Tous les autres maris que je connaissais étaient rentrés.
On nous
annonçait :
- A la gare de
Casablanca, il arrive des Zouaves.
On prenait le
vélo, on allait à la gare, Claudie et moi, on attendait, je demandais
:
- Vous
connaissez le sergent-chef Mens ?
L'un des rapatriés me répondit un jour
- Oui, mais la
dernière fois que je l'ai vu, il était en mauvaise posture ..
Je rentrais
désespérée. Il fallait tout de même partir travailler.
Pierrette, plus
vigilante que moi côté argent, est allée voir les Anciens Combattants.
- Vous
savez ? Nous avions un emploi aux Chaux & Ciments et on nous a mises à
la porte comme des malpropres !
Eh bien, dans
la matinée, un chaouch nous cherchait partout car le patron nous
demandait :
- Comment, mesdames, vous vous êtes
plaintes ? Ils nous ont payées deux mois supplémentaires d'indemnités,
mais nous ne fumes pas réembauchées. Entre temps, Renaudin avait, lui aussi,
été démobilisé et avait repris ses activités. Il n’avait pas beaucoup de
clients. Je travaillais pour lui à temps partiel. J’avais aussi trouvé chez mon
assureur un complément en secrétariat. Un jour, en rentrant à la maison, Je rencontre dans
l'ascenseur une grande femme. Je l'avais déjà aperçue plusieurs fois, je savais
qu'elle avait emménagé à l'étage au dessus quelques temps auparavant. Une
magnifique femme, grande, avec un chapeau, monte dans l'ascenseur avec moi
- Bonjour, Madame ...
Sans doute devait-elle savoir que
mon mari était prisonnier.
Elle engage la conversation et tout à trac me
déclare:
- Je
suis très embêtée, cela fait deux fois que Je suis réglée dans le même mois !

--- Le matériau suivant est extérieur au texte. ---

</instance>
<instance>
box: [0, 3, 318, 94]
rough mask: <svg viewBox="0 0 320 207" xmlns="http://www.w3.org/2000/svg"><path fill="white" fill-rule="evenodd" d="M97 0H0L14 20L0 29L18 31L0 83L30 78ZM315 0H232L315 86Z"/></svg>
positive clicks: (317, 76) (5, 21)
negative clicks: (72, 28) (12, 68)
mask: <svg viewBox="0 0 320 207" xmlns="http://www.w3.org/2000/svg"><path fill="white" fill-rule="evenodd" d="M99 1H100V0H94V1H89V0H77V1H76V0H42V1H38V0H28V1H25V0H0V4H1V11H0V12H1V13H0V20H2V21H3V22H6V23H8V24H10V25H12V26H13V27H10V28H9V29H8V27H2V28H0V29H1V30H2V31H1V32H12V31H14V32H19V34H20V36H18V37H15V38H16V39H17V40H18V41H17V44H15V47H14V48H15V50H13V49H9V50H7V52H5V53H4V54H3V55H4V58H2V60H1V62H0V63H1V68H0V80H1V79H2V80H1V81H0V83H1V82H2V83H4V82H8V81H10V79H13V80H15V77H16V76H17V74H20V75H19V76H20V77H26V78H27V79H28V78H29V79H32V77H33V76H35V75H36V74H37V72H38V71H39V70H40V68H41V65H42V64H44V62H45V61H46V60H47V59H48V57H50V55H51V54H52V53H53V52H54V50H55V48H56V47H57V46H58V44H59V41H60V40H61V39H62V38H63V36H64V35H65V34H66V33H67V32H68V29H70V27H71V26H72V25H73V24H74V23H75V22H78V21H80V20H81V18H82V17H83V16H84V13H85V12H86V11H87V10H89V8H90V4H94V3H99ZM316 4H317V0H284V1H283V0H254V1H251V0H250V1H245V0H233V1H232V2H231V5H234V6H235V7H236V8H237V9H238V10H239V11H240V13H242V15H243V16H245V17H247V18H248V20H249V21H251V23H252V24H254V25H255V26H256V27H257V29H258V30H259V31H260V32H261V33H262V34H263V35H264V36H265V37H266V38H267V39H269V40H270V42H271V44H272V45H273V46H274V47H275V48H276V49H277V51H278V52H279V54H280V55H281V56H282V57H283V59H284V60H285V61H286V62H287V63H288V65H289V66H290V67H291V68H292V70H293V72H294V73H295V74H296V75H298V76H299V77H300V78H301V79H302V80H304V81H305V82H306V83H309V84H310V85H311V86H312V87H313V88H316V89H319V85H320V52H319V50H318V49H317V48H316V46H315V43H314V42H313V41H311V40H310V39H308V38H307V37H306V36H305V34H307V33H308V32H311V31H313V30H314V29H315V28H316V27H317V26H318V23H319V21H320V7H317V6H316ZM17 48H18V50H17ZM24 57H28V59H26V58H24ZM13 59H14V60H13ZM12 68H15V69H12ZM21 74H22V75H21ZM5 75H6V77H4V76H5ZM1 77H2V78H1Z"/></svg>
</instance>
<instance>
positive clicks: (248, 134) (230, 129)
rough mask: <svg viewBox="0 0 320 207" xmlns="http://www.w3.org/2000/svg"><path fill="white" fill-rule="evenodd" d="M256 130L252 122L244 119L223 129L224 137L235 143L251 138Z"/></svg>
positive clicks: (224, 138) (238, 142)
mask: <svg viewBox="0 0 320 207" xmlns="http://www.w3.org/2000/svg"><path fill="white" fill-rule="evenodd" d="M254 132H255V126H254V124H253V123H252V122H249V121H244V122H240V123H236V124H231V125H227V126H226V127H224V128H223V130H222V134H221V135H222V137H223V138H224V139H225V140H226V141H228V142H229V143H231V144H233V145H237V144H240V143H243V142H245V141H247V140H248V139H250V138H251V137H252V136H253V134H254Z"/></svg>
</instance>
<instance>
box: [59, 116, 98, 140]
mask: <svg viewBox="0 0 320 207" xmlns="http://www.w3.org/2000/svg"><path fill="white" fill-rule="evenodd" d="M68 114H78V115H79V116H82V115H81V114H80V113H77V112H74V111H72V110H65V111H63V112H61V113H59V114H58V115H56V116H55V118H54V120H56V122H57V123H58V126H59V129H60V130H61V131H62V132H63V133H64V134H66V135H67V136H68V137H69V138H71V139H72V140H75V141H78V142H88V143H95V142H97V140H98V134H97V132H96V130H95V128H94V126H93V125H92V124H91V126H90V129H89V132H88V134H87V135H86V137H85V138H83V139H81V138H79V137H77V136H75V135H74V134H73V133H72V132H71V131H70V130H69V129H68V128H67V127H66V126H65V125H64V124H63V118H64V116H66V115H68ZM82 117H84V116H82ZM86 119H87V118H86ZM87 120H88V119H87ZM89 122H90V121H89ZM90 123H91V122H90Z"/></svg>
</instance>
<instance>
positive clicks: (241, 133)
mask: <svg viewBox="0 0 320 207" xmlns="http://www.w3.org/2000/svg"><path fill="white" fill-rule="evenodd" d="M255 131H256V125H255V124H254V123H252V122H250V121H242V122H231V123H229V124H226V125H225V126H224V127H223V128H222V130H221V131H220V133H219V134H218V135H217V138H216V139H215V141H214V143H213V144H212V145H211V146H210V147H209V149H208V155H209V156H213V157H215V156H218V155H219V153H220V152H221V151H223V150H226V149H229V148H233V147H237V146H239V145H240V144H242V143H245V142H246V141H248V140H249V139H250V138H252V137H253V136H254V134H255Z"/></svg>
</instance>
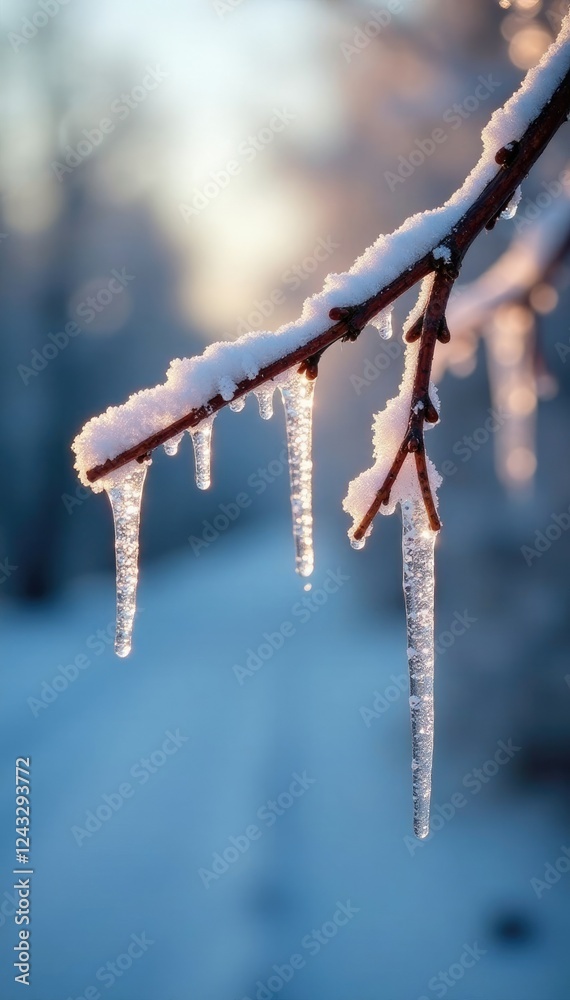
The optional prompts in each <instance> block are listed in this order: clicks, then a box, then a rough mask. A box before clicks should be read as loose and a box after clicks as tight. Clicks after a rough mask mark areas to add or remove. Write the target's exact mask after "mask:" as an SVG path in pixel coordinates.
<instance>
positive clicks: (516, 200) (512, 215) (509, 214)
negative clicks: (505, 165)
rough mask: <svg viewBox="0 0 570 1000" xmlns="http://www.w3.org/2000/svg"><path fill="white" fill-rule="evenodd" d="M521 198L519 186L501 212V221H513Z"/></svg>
mask: <svg viewBox="0 0 570 1000" xmlns="http://www.w3.org/2000/svg"><path fill="white" fill-rule="evenodd" d="M521 198H522V188H521V187H520V186H519V187H518V188H517V189H516V191H515V193H514V195H513V197H512V198H511V200H510V202H509V204H508V205H507V206H506V208H504V209H503V211H502V212H501V219H514V217H515V215H516V214H517V208H518V207H519V202H520V200H521Z"/></svg>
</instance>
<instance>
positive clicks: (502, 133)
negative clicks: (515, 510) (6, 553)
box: [74, 16, 570, 520]
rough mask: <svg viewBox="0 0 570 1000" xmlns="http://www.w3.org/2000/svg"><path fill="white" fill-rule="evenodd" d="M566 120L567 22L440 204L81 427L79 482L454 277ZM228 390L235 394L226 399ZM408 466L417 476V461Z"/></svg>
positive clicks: (569, 20)
mask: <svg viewBox="0 0 570 1000" xmlns="http://www.w3.org/2000/svg"><path fill="white" fill-rule="evenodd" d="M569 111H570V16H566V17H565V19H564V21H563V23H562V26H561V30H560V33H559V36H558V39H557V40H556V41H555V42H554V43H553V45H552V46H551V47H550V49H549V50H548V52H547V53H545V55H544V56H543V58H542V59H541V61H540V63H539V64H538V66H536V67H534V68H533V69H531V70H530V71H529V73H528V74H527V76H526V78H525V81H524V82H523V84H522V86H521V88H520V89H519V90H518V91H517V92H516V93H515V94H514V95H513V96H512V97H511V98H510V99H509V101H507V103H506V104H505V106H504V107H503V108H501V109H499V110H498V111H497V112H495V114H494V115H493V116H492V118H491V120H490V122H489V123H488V125H487V126H486V128H485V129H484V131H483V153H482V156H481V158H480V160H479V163H478V164H477V166H476V167H475V168H474V170H473V171H472V172H471V174H470V175H469V177H468V178H467V179H466V181H465V182H464V184H463V185H462V186H461V188H459V189H458V191H456V193H455V194H454V195H453V196H452V197H451V198H450V199H449V201H448V202H446V203H445V205H443V206H442V207H441V208H438V209H435V210H432V211H428V212H424V213H423V214H420V215H417V216H413V217H412V218H410V219H408V220H407V221H406V222H405V223H404V224H403V225H402V226H401V227H400V229H398V230H396V231H395V232H394V233H392V234H391V235H389V236H381V237H379V239H378V240H377V241H376V243H375V244H374V245H373V246H372V247H370V248H369V249H368V250H367V251H366V253H365V254H363V256H362V257H360V258H359V259H358V260H357V261H356V262H355V263H354V264H353V266H352V267H351V269H350V270H349V271H348V272H346V273H345V274H337V275H329V277H328V278H327V280H326V282H325V287H324V289H323V291H322V292H320V293H319V294H318V295H315V296H313V297H312V298H311V299H308V300H307V301H306V302H305V305H304V308H303V314H302V316H301V318H300V319H299V320H298V321H297V322H296V323H292V324H289V325H288V326H285V327H282V328H281V329H280V330H279V331H277V332H276V333H275V334H268V333H252V334H248V335H246V336H245V337H242V338H240V339H239V340H237V341H234V342H232V343H229V342H226V343H222V344H216V345H212V346H211V347H209V348H208V349H207V350H206V352H205V353H204V355H202V356H201V357H200V358H194V359H192V360H188V361H178V362H175V363H173V365H172V366H171V368H170V370H169V372H168V376H167V381H166V383H165V384H164V385H161V386H157V387H156V388H155V389H151V390H146V392H143V393H138V394H136V395H135V396H133V397H131V399H130V400H129V401H128V402H127V403H125V404H124V405H123V406H121V407H116V408H111V409H110V410H108V411H107V412H106V413H105V414H103V415H102V416H101V417H99V418H96V419H95V420H92V421H90V422H89V423H88V424H87V425H86V426H85V428H84V429H83V431H82V433H81V434H80V435H79V436H78V437H77V438H76V440H75V442H74V449H75V451H76V456H77V462H76V467H77V469H78V472H79V475H80V478H81V480H82V482H84V483H85V485H88V484H91V485H94V486H95V488H96V489H97V488H101V485H102V484H103V482H104V480H105V477H107V476H109V475H110V473H112V472H113V471H114V470H115V469H118V468H121V467H122V466H124V465H127V464H128V463H129V462H131V461H133V460H134V459H137V458H141V457H142V456H144V455H145V454H147V453H149V452H150V451H152V450H153V449H154V448H156V447H158V446H159V445H162V444H164V442H165V441H167V440H168V439H169V438H171V437H173V436H175V435H176V434H177V433H179V432H180V431H183V430H187V429H189V428H191V427H195V426H197V425H198V424H199V423H200V422H201V421H202V420H204V419H205V418H207V417H209V416H211V415H212V414H213V413H214V412H216V411H217V410H219V409H221V407H223V406H225V405H227V404H228V403H229V402H230V401H231V400H232V399H234V400H235V399H236V398H239V397H240V396H242V395H244V394H245V393H247V392H249V391H250V390H253V389H256V388H258V387H259V386H261V385H263V384H264V383H265V382H267V381H268V380H270V379H275V378H276V377H278V376H279V375H280V374H282V373H283V372H285V371H287V370H289V369H290V368H293V367H296V366H301V368H302V369H306V370H307V371H309V370H310V365H311V363H312V359H315V358H318V357H320V355H322V352H323V351H324V350H326V349H327V348H328V347H329V346H330V345H331V344H333V343H334V342H335V341H338V340H353V339H355V338H356V337H357V336H358V335H359V333H360V331H361V330H362V329H363V328H364V326H366V324H367V323H368V322H369V321H370V320H371V319H372V318H373V317H374V316H376V315H377V314H378V313H380V312H381V311H382V310H384V309H385V308H386V307H387V306H389V305H390V304H391V303H392V302H393V301H394V300H395V299H397V298H398V297H399V296H400V295H402V294H403V293H404V292H405V291H406V290H407V289H409V288H411V287H413V286H414V285H415V284H416V283H417V282H418V281H421V280H422V278H424V277H425V276H426V275H427V274H429V273H430V272H433V271H434V270H437V269H438V268H439V267H440V266H441V264H442V263H449V262H452V263H453V265H454V266H455V268H459V266H460V264H461V262H462V260H463V257H464V256H465V253H466V252H467V250H468V249H469V247H470V246H471V244H472V243H473V241H474V240H475V238H476V237H477V236H478V235H479V233H481V231H482V230H483V229H485V228H490V227H491V226H492V225H493V224H494V222H495V221H496V220H497V219H498V218H499V217H500V215H501V212H502V211H504V210H505V208H506V207H507V205H508V204H509V202H511V201H512V198H513V195H514V194H515V191H516V189H517V188H518V186H519V185H520V184H521V182H522V180H523V179H524V177H525V176H526V175H527V173H528V172H529V170H530V168H531V167H532V166H533V164H534V163H535V162H536V160H537V158H538V157H539V156H540V154H541V153H542V152H543V150H544V149H545V147H546V146H547V145H548V143H549V142H550V140H551V139H552V137H553V135H554V134H555V132H556V131H557V129H558V128H559V127H560V126H561V125H562V124H563V123H564V122H565V121H566V118H567V115H568V112H569ZM339 303H342V305H340V304H339ZM327 317H330V319H331V320H332V321H333V324H332V325H329V324H328V323H327V322H326V320H327ZM222 384H223V389H222V388H221V386H222ZM229 384H233V385H234V386H235V389H234V393H233V396H232V395H231V393H230V394H228V391H227V386H228V385H229ZM417 466H418V473H419V474H420V475H422V470H421V466H422V455H421V453H420V454H419V457H418V460H417ZM424 485H425V477H424ZM427 498H428V494H427V491H426V499H427ZM432 520H433V511H432Z"/></svg>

Je me suis réellement demandé à ce
moment comment une femme qui adresse la parole à une autre la première fois peut en arriver à lui parler comme ça !
Quelques jours plus tard, elle m'arrête à nouveau dans l'immeuble. - Vous êtes
secrétaire? Vous savez, il y a une
place au Tribunal du Pacha, vous devriez venir travailler avec moi. Vous travaillez
beaucoup en ce moment ?
- Non, pas exactement, une
demi-journée ici et une autre ailleurs, mon mari est prisonnier .... Nous
commençons à lier connaissance.
- Moi, mon mari est inspecteur de
police, il n'est pas parti. Je travaille au Tribunal du Pacha, la
secrétaire s'en va, vous devriez venir. Je vais parler de vous à mon patron.
Elle ne me connaissait pas, elle ne
savait pas ce que je valais. Elle
revient sonner à ma porte quelques temps après : - J'ai parlé de vous à mon
patron, il veut vous rencontrer, j'ai dit que vous étiez formidable. Tout de
suite j'avais compris combien Zizou était, elle, formidable.
Je vais donc me présenter à
Monsieur Delafosse, qui recherchait une sténo confirmée. C'est ainsi que je
suis entrée au Tribunal du Pacha, grâce à Zizou qui y était depuis huit ans
secrétaire de Monsieur Zagouri, président de la Communauté juive de Casablanca,
Commissaire du Gouvernement auprès du Tribunal du Pacha et qui faisait faire
tous ses travaux de secrétariat à l'extérieur, car Zizou, sa secrétaire en
titre, était surtout sa secrétaire très particulière. Il était très âgé et
Zizou me disait :
- Mais je ne couche pas avec ...
- Moi, vous savez, cela m'est
parfaitement égal. ..
- Mais j'ai un amant. Michel. Il
tient une guinguette ... Pour mon mari, cela ne lui arrive qu'une ou deux fois
par an ! Et de fait, celui-ci m'avait
confié :
- Vous voyez, Lulu, moi, je suis du
matin. Et Zizou :
- Moi le matin, je dors, je suis du soir. Ce n'est pas possible ! On ne se rencontre jamais.